Immersion cooling represents a first-of-its-kind decision for many organisations. Unlike air cooling, which benefits from decades of institutional experience, immersion cooling is still maturing as a category. This means the selection and procurement process looks different, requiring deeper technical engagement and the early involvement of specialists to align stakeholders across facilities, IT, and sustainability. However, once operational, these datacentres follow familiar patterns—the novelty is concentrated at the decision stage, not in day-to-day management.
The Shift in Operational Monitoring
The foundational disciplines of datacentre operations—availability, redundancy, and oversight—remain intact. What changes are the interfaces. Instead of monitoring environmental proxies like humidity and airflow distribution, operators focus on direct thermal KPIs. This shift from "interpreting signals" to "direct control" results in dashboards that are significantly more stable and predictable.
Strategic Operational Changes
The transition to immersion cooling introduces specific logistical workflows, particularly regarding dielectric fluids and the physical servicing of IT equipment.
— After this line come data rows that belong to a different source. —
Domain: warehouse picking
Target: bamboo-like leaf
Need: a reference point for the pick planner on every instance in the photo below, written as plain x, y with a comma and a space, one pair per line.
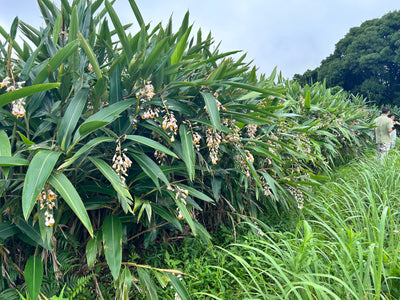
115, 181
7, 229
187, 150
38, 172
180, 47
89, 145
137, 13
71, 118
148, 284
91, 252
9, 161
67, 191
33, 274
89, 53
25, 92
57, 29
112, 241
120, 31
212, 110
179, 287
150, 143
150, 168
56, 61
33, 234
5, 150
107, 114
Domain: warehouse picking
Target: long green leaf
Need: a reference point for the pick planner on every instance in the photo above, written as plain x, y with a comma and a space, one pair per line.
9, 161
120, 31
112, 241
107, 114
137, 13
187, 150
5, 149
38, 172
150, 168
32, 235
33, 274
7, 229
90, 55
89, 145
180, 47
150, 143
67, 191
25, 92
112, 176
71, 118
56, 61
212, 110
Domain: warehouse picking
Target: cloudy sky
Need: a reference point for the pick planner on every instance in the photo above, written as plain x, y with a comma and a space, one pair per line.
292, 35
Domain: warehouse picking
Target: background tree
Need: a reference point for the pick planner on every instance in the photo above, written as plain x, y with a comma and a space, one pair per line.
365, 61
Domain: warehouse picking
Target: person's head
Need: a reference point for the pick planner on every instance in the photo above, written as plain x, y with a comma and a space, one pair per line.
385, 110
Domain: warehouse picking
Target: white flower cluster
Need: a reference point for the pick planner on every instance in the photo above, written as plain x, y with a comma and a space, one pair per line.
213, 141
298, 196
170, 126
121, 162
18, 106
48, 219
196, 140
47, 200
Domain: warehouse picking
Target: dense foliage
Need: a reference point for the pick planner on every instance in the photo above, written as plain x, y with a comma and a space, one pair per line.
366, 61
344, 246
112, 141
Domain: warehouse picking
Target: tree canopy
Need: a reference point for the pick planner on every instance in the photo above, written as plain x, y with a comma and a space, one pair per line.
366, 61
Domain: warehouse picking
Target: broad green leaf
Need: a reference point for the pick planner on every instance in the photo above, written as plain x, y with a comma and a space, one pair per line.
150, 168
137, 13
25, 92
180, 47
89, 145
187, 150
56, 61
91, 252
148, 284
107, 114
120, 31
7, 229
150, 143
57, 28
166, 215
89, 127
38, 172
112, 241
112, 176
196, 193
71, 118
33, 274
179, 287
89, 53
32, 234
9, 161
67, 191
212, 110
5, 150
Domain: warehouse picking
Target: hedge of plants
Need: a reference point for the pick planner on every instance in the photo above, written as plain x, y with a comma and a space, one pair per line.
116, 136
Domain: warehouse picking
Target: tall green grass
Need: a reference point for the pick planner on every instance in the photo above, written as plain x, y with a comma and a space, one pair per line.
345, 246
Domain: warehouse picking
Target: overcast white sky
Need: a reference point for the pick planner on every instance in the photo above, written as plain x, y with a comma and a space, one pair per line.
293, 35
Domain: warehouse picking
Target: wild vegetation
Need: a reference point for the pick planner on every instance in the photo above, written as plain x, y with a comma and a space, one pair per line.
114, 142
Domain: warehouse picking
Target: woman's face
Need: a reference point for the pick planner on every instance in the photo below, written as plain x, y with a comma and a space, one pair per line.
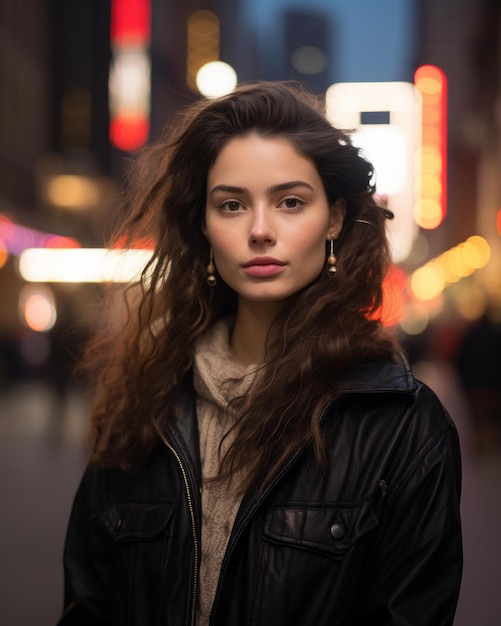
267, 218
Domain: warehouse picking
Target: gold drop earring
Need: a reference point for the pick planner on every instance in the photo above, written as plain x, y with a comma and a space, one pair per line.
211, 271
331, 260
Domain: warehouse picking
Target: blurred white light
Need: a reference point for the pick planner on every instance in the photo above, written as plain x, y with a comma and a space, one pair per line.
308, 60
37, 307
216, 79
83, 265
392, 148
384, 146
129, 81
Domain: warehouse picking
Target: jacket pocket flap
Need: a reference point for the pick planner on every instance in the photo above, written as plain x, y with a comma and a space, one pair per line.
328, 529
137, 521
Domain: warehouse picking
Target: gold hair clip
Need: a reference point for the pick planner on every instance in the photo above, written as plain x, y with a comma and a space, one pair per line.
364, 222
Fluid Logistics and Commissioning
During the installation phase, the primary change is the introduction of fluid delivery, storage, and filling procedures. Once the system is filled, the dielectric fluid is largely a "set and forget" component. However, the initial commissioning ensures the system enters a "known-good" state that is far more predictable than balancing air pressures in a traditional room.
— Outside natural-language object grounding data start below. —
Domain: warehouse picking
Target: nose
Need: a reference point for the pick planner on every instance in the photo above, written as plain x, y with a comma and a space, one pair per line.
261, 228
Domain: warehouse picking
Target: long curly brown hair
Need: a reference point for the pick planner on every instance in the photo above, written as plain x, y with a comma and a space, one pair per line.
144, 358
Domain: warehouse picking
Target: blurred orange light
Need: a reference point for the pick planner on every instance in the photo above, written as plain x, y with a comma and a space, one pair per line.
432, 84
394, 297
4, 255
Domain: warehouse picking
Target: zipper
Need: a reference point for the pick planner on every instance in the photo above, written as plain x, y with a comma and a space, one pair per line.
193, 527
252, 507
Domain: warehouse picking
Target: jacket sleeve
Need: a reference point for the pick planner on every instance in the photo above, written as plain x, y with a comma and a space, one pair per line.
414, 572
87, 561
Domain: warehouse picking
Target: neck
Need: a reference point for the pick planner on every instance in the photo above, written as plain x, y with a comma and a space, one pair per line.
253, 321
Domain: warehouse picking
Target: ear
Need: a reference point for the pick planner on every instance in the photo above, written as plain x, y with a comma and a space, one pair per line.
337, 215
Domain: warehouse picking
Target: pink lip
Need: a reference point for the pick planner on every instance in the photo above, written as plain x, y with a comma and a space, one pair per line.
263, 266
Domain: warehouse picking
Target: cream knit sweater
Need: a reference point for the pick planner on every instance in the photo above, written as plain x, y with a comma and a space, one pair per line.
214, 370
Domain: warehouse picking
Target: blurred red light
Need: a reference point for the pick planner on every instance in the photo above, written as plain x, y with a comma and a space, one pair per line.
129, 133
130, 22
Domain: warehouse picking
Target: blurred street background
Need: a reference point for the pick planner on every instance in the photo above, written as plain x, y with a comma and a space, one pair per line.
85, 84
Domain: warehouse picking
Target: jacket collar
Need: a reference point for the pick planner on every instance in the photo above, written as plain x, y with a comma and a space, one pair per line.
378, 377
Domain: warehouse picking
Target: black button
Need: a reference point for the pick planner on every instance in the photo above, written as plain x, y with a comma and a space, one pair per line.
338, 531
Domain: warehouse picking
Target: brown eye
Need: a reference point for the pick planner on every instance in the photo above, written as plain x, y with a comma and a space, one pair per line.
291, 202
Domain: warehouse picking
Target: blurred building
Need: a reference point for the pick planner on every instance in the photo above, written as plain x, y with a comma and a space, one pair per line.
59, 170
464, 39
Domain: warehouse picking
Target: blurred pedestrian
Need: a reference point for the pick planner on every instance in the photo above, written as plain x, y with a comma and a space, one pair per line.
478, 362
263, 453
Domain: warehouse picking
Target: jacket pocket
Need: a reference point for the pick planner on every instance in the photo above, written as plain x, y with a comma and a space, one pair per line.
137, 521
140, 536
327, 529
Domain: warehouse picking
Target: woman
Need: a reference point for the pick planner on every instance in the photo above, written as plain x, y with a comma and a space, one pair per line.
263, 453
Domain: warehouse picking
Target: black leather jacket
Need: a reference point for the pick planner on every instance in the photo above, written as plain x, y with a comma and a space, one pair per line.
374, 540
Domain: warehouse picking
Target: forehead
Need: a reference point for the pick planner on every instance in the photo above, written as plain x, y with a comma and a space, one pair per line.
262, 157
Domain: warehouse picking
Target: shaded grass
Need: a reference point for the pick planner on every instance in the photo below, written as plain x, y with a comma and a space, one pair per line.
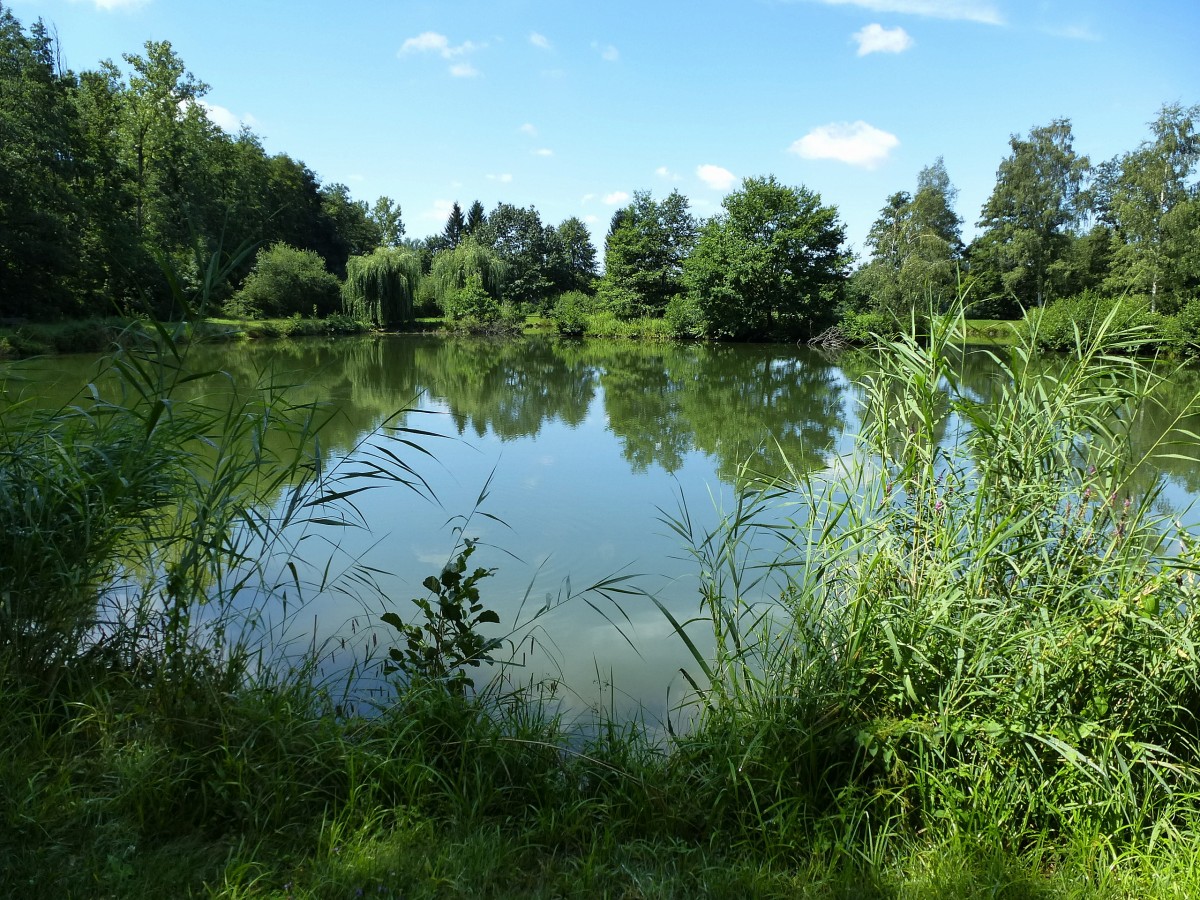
967, 671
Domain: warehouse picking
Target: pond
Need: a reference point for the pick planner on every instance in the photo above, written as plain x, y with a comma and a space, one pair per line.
583, 451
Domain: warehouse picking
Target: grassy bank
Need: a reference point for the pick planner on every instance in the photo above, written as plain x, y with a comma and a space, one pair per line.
966, 669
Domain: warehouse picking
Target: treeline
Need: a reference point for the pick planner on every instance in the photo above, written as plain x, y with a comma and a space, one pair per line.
111, 178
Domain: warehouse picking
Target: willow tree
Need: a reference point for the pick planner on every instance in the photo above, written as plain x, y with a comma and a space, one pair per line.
453, 269
381, 286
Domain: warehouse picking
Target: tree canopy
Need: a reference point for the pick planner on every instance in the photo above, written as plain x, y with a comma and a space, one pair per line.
769, 265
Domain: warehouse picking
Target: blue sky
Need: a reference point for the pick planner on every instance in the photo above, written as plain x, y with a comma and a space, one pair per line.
573, 106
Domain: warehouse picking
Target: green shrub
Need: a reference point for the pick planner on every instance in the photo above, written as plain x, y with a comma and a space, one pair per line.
286, 281
622, 301
1182, 330
570, 312
989, 634
684, 316
472, 303
868, 325
382, 287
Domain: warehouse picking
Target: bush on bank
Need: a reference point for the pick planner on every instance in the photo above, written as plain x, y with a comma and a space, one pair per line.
981, 649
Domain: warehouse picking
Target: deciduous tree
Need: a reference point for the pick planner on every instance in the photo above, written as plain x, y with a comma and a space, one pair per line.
771, 264
1029, 217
Component Maintenance and Servicing
In an immersion environment, servers are lifted and drained rather than slid horizontally from racks. This creates a calmer, more deliberate servicing environment for technicians and eliminates the noise and high-velocity air movement typical of traditional data halls. While this requires specific tools like hoists or service trolleys, it significantly improves working conditions.
Alignment with Established Frameworks
Because immersion cooling is a maturing category, alignment with industry standards is critical for long-term reliability and multi-vendor interoperability.
Managing the Human and Organizational Transition
The biggest hurdle is often cultural rather than technical. Operating an immersion-cooled facility requires early alignment between the Facilities and IT teams.
- Stakeholder Engagement: Early involvement of facility managers is essential to define the heat rejection strategy, especially for waste heat reuse.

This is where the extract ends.